Guard seriously wounded in Jerusalem shooting released to rehab facility
David Morel, 30, sees improvement in condition after being shot in head in attack at checkpoint near Shuafat last month; two men charged for providing gun to attacker
Emanuel (Mannie) Fabian is The Times of Israel's military correspondent.

The condition of a civilian security guard seriously wounded in a shooting attack at a checkpoint near Jerusalem last month has improved, and on Tuesday he was transferred to a rehabilitation center.
Last week, Hadassah Ein Kerem Medical Center said David Morel, 30, who was shot in the head during the attack near the Shuafat refugee camp on October 8, had regained consciousness for the first time.
On Tuesday, Morel was transferred to Loewenstein Hospital Rehabilitation Center in Ra’anana.
“We are happy to transfer David to rehabilitation this morning, and wish him a successful journey,” said Dr. Guy Rosenthal, director of the hospital’s neurosurgical intensive care unit.
Rosenthal said Morel arrived at the hospital with a “very severe head injury” and underwent a complex neurosurgery before being moved to the hospital’s intensive care unit to stabilize his condition.
“With his release for rehabilitation, he still has a long way to go and we expect, and hope, to see his condition further improve,” Rosenthal said.

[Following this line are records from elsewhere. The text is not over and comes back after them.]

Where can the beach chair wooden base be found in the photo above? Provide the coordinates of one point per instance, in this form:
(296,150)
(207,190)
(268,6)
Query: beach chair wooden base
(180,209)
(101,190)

After immigrating from Brazil in 2017, Morel joined the IDF as a lone soldier, then became a security guard following his release from the army, according to his family.
In the attack at the checkpoint, an Israeli soldier, Sgt. Noa Lazar, 18, was killed.
The gunman, Udai Tamimi, 22, fled the scene and was killed 11 days later attempting to commit another attack at a checkpoint near the entrance of the West Bank settlement city of Ma’aleh Adumim. One security guard was lightly hurt.
On Monday, prosecutors filed indictments against two East Jerusalem men for supplying Tamimi with the gun used in the attacks.
According to the indictment, Tamimi initially purchased the gun and two magazines from an acquaintance, Nader Abu Rajib, 29. Tamimi then gave the gun to another acquaintance, Ammar Allahaliya, 25, for safekeeping, before returning to take it back from him to use in the deadly attack.
Abu Rajib and Allahaliya were charged with various weapon offenses. Prosecutors have requested they be held in custody until the end of legal proceedings.

Tensions have soared in the West Bank recently as the IDF has pressed on with an anti-terror offensive mostly focused on the northern West Bank.
The operation has netted more than 2,000 arrests in near-nightly raids, but has also left over 125 Palestinians dead, many of them — but not all — while carrying out attacks or during clashes with security forces.
The IDF’s anti-terror offensive in the West Bank was launched following a series of Palestinian attacks that killed 19 people in the spring of this year.
An Israeli man was killed in an attack in Hebron last month, a woman was killed in Holon in a suspected attack in September, and four soldiers have been killed in the West Bank in attacks and during the arrest operations. On Tuesday, a man died from wounds he sustained in a stabbing attack in a Palestinian village in October.